Part of the confusion is that there's not a good distinction in
terminology between:
   1. a timeline ID, which is a specific segment of a timeline
   2. a timeline made up of the given timeline ID and all its
ancestors, terminating at the given ID
   3. the timeline made up of the current ID, all ancestor IDs, and all
descendent IDs that the current active primary switches to
   4. the set of all timelines that contain a given ID

It seems you are saying that replication only concerns itself with #3,
which does not require a timeline ID at all. That seems basically
correct for now, but since we already document the protocol to take a
timeline, it makes sense to me to just have the primary serve it if
possible.

If we (continue to?) allow timelines for replication, it will start to
treat the primary like an archive. That might not be quite what was
intended, but could be powerful. You could imagine a special archive
that implements the replication protocol, and have replicas directly
off the archive, or maybe doing PITR off the archive.

Regards,
    Jeff Davis





Re: A few nuances about specifying the timeline with START_REPLICATION

From
Heikki Linnakangas
Date:
On 18/06/2021 22:55, Jeff Davis wrote:
> On Fri, 2021-06-18 at 21:48 +0300, Heikki Linnakangas wrote:
>> On 18/06/2021 20:27, Jeff Davis wrote:
>> We could teach it to look into the timeline history to find the
>> correct
>> file, though.
> 
> That's how recovery_target_timeline behaves, and it would match my
> intuition better if START_REPLICATION behaved that way.
> 
>> If the client asks for a historic timeline, the replication will
>> stop
>> when it reaches the end of that timeline. In hindsight, I think it
>> would
>> make more sense to send a message to the client to say that it's
>> switching to a new timeline, and continue streaming from the new
>> timeline.
> 
> Why is it important for the standby to be told explicitly in the
> protocol about timeline switches?

So that it knows to write the WAL to the correctly named WAL segment. 
You could do it differently, looking at the 'xlp_tli' field in the WAL 
page headers, or watching out for checkpoint records that change the 
timeline. But currently the standby (and pg_receivewal) depends on the 
protocol for that.

> If it is important, why only for historical timelines?

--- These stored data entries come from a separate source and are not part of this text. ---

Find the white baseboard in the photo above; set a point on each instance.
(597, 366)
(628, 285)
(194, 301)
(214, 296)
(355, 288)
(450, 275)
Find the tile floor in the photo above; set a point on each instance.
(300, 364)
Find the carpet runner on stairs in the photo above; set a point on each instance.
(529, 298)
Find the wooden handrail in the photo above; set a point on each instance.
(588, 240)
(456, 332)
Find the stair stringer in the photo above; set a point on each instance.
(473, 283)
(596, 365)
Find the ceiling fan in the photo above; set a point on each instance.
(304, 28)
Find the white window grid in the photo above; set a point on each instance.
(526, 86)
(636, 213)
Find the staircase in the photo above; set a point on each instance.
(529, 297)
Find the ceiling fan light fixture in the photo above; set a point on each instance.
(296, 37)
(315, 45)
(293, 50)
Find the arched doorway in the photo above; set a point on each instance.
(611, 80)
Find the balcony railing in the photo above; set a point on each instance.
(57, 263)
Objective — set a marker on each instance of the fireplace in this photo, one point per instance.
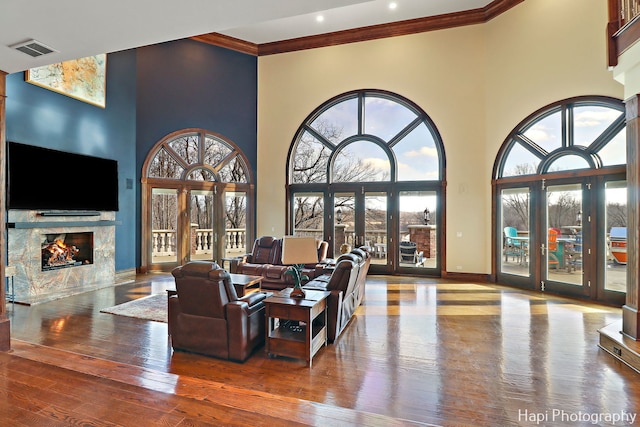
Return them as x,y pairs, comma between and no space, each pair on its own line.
57,254
66,250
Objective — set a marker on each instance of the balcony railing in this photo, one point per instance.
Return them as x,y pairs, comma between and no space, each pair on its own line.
164,242
623,29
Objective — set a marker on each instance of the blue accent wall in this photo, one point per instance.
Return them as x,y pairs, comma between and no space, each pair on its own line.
189,84
151,92
38,116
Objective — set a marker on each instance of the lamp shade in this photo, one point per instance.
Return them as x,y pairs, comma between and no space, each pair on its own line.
299,250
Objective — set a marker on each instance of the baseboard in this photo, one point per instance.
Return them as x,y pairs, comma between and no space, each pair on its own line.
124,276
621,347
471,277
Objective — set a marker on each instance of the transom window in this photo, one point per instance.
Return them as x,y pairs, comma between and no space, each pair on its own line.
576,134
366,136
197,156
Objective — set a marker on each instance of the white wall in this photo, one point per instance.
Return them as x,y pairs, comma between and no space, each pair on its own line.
475,82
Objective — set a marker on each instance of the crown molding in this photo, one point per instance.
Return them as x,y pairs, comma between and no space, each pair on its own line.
373,32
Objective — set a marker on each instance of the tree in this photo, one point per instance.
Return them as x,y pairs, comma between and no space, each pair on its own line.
310,165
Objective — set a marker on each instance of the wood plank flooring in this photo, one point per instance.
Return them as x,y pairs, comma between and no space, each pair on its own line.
418,352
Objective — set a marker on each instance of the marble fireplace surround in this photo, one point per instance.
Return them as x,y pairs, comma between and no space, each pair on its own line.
25,231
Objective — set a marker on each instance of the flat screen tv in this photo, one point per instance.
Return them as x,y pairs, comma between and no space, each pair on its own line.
44,179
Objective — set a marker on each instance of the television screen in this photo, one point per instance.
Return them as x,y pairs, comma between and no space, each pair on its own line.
42,178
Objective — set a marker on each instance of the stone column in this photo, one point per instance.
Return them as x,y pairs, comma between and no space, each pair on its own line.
5,330
630,314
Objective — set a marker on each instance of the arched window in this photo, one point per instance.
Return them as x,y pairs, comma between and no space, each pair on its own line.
366,136
350,158
198,190
578,134
560,179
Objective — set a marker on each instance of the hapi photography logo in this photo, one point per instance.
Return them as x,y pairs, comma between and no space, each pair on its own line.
560,415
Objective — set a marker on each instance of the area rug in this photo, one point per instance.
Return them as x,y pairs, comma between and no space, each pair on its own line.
153,307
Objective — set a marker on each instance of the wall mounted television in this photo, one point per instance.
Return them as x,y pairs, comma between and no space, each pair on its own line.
45,179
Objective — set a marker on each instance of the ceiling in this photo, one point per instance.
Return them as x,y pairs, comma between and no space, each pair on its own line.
79,28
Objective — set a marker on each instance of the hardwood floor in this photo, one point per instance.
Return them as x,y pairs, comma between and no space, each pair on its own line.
419,351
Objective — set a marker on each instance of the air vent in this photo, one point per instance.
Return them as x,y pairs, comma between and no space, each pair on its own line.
33,48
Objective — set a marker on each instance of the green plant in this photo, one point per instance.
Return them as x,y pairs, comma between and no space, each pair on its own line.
298,276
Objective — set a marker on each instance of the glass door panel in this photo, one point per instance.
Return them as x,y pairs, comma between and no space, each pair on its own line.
616,236
344,231
563,247
514,231
201,236
235,224
375,226
417,247
308,215
164,225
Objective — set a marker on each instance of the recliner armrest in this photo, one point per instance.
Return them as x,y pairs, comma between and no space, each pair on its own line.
253,298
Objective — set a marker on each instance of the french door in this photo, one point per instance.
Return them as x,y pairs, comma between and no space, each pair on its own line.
361,219
559,235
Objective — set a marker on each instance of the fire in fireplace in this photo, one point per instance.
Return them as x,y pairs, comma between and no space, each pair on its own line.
67,250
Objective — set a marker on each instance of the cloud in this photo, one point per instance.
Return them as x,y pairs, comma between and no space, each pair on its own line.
422,151
590,118
539,133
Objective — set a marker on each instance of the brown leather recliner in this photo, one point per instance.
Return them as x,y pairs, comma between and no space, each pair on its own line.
265,260
343,300
207,317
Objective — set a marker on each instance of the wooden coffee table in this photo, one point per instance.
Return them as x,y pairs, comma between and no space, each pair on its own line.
243,281
296,327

Well, the latest timeline doesn't have any timeline switches, by 
definition. If you're connected to a standby server, IOW you're doing 
cascading replication, then the current timeline can become historic, if 
the standby follows a timeline switch. In that case, the replication is 
stopped when you reach the timeline switch, just like when you request a 
historic timeline.

>> Hmm, the timeline in the START_REPLICATION command is not specifying
>> a
>> recovery target timeline, so I don't think "latest" or "current"
>> make
>> much sense there. Per above, it just tells the server which timeline
>> the
>> requested starting point belongs to, so it's actually redundant.
> 
> That's not very clear from the docs: "if TIMELINE option is specified,
> streaming starts on timeline tli...".
> 
> Part of the confusion is that there's not a good distinction in
> terminology between:
>     1. a timeline ID, which is a specific segment of a timeline
>     2. a timeline made up of the given timeline ID and all its
> ancestors, terminating at the given ID
>     3. the timeline made up of the current ID, all ancestor IDs, and all
> descendent IDs that the current active primary switches to
>     4. the set of all timelines that contain a given ID

Agreed, that's a bit confusing.

> It seems you are saying that replication only concerns itself with #3,
> which does not require a timeline ID at all. That seems basically
> correct for now, but since we already document the protocol to take a
> timeline, it makes sense to me to just have the primary serve it if
> possible.
> 
> If we (continue to?) allow timelines for replication, it will start to
> treat the primary like an archive. That might not be quite what was
> intended, but could be powerful. You could imagine a special archive
> that implements the replication protocol, and have replicas directly
> off the archive, or maybe doing PITR off the archive.

True.

- Heikki